Mulvaney said that pushing the limit on how aggressively the government can penalize banks, lenders, credit card companies and other financial firms could be devastating for average Americans.

“We don’t just work for the government, we work for the people,” wrote Mulvaney. “Those who use credit cards, and those who provide those cards; those who take loans, and those who make them; those who buy cars, and those who sell them.”

Mulvaney warned that cracking down on a company too harshly could trigger “damage” that “could linger for years,” costing employees their jobs, savings and homes.

He said while there will “absolutely be times” when the bureau must “take dramatic action” against a company, it should only be “the last, most final resort.”

The acting director said the bureau would re-evaluate every aspect of its regulatory and supervisory functions from investigative procedures to which issues rulemakers must prioritize.

Mulvaney announced last week the CFPB would issue a series of requests for public comment on aspects of how it writes regulations and handles enforcement actions, starting with the subpoena process it uses during investigations. He also said the bureau would open for reconsideration its November 2017 rule on payday loans meant to curb cyclical debt.

Mulvaney said that future CFPB rulemaking would be driven by the complaints it receives, questioning Cordray’s priorities as director. He said that in 2016, roughly a third of all complaints to the CFPB were about debt collection, while only 0.9 percent and 2 percent were about payday lending and prepaid cards, respectively. The two topics were subjects of controversial CFPB rules.

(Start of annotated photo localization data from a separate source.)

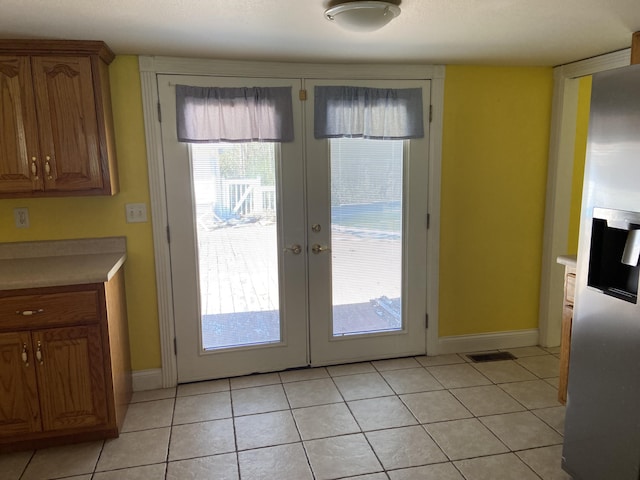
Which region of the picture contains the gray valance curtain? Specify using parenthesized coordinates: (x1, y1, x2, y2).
(314, 86, 424, 140)
(175, 85, 294, 143)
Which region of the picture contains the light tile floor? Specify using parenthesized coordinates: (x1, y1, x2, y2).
(1, 347, 572, 480)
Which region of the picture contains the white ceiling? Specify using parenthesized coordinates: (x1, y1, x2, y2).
(1, 0, 639, 66)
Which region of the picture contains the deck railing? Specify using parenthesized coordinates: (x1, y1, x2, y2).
(222, 179, 275, 217)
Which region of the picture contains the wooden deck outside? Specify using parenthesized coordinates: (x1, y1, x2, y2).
(197, 222, 402, 349)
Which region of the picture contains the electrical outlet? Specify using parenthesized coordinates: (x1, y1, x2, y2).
(14, 207, 30, 228)
(125, 203, 148, 223)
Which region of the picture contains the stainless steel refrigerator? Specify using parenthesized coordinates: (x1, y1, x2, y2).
(562, 64, 640, 479)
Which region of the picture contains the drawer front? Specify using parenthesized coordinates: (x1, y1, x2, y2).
(0, 290, 100, 330)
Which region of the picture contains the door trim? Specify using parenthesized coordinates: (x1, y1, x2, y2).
(537, 48, 630, 348)
(139, 56, 445, 387)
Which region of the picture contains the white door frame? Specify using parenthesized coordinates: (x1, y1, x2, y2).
(537, 48, 630, 347)
(139, 56, 445, 388)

The memo is Mulvaney’s latest effort to chart a new course for the CFPB. Democrats and progressive nonprofits that were aligned with Cordray have protested Mulvaney’s leadership and supported the legal challenge to his appointment from Leandra English, the bureau’s deputy director.

Cordray blasted Mulvaney's attempts to unwind the payday lending rule as “truly shameful action by the interim pseudo-leaders” of the CFPB.

“Let’s see the case be made, with full debate, on whether the zealots and toadies can justify repealing a rule to protect consumers against extortionate payday loans,” Cordray said.